There are three key ideas in Steve's post:
  • You start from the parental midpoint IQ (the average of father and mother)
  • To get the mean, or expected value of the offspring IQ multiply by h (Breeder's Equation)
  • The distribution of offspring IQ has a tightened standard deviation, 12 rather than 15 IQ points.
---
"Assuming parental midpoint of n SD above the population average, the kids' IQ will be normally distributed about a mean which is around +.6n with residual SD of about 12 points. (The .6 could actually be anywhere in the range (.5, .7), but the SD doesn't vary much from choice of empirical inputs.)

"So, e.g., for n = 4 (parental midpoint of 160 -- very smart parents!), the mean for the kids would be 136 with only a few percent chance of any kid to surpass 160 (requires +2 SD fluctuation). For n = 3 (parental midpoint of 145) the mean for the kids would be 127 and the probability of exceeding 145 less than 10 percent.

"No wonder so many physicist's kids end up as doctors and lawyers. Regression indeed! ;-)
 ...
"Assuming bivariate normality (and it appears that IQ has been successfully scaled to produce this), the offspring density function is normal with mean n*h2 and variance 1-(1/2)(1+ρ)h2, where ρ is the correlation between mates attributable to assortative mating and h2 is the narrow-sense heritability. *

"I put h2 between .5 and .7. Bouchard and McGue found a median correlation between husband and wife of .33 in their review many years back, but not all of that may be attributable to assortative mating. So anything in (.20, .25) may be a reasonable guesstimate for ρ.
...

"Note: Some people are confused that the value of h2 = narrow sense (additive) heritability is not higher than (.5 - .7). You may have seen *broad sense* heritability H2 estimated at values as large as .8 or .9 (e.g., from twin studies). But H2 includes genetic sources of variation such as dominance and epistasis (interactions between genes, which violate additivity). Because children are not clones of their parents (they only get half of their genes from each parent, and in a random fashion), the correlation between midparent IQ and offspring IQ is not as large as the correlation between the IQs of identical twins."
* Putting in the numbers: σ = 15 √(1 - 0.5 * 1.225 * 0.6) = 12.
___

The other discussion we had was how to estimate the IQ of my parents, now both dead.

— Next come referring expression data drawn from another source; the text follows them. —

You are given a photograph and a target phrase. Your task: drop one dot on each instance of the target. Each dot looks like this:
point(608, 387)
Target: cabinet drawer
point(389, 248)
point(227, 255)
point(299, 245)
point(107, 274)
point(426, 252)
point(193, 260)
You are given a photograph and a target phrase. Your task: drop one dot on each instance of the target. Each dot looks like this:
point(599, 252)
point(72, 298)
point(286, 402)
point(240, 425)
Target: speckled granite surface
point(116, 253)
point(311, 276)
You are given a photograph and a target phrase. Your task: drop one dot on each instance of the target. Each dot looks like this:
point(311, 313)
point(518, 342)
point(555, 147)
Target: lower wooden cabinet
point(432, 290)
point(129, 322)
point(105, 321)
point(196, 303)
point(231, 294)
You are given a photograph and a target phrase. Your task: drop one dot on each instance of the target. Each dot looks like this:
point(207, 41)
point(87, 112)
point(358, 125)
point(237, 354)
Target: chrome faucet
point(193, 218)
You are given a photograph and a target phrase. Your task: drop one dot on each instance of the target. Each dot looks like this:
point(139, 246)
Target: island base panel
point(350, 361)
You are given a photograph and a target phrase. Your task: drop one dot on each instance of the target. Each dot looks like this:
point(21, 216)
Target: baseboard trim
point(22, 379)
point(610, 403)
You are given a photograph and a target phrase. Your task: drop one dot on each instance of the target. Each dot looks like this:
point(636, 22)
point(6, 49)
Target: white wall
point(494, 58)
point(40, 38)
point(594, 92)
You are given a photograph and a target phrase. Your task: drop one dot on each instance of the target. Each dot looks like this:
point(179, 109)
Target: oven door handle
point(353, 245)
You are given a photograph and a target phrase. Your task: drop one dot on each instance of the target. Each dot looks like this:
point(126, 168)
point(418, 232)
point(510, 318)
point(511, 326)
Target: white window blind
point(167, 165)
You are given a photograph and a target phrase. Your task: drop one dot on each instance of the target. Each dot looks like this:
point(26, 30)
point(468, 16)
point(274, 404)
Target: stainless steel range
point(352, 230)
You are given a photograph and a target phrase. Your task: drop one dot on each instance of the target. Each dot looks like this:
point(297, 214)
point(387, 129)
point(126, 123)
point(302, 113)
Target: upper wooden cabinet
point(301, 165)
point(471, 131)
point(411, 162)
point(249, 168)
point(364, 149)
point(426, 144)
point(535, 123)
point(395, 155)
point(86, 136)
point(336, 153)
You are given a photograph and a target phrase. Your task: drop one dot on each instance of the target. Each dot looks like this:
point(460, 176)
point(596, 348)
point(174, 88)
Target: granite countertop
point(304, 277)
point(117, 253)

Neither ever took an IQ test as far as we know. We have my mother's DNA with 23andMe so eventually with full genome sequencing we may expect to read this off (when the research ...).

We don't have my father's DNA although we might forensically get it one day via his belongings.

Still, all is not lost. Life is an IQ test and we have the biographies. We can also do some reverse correlations from the children, (my brother, sister and myself). IQ test data is not available here either, but we can still make biographical estimates.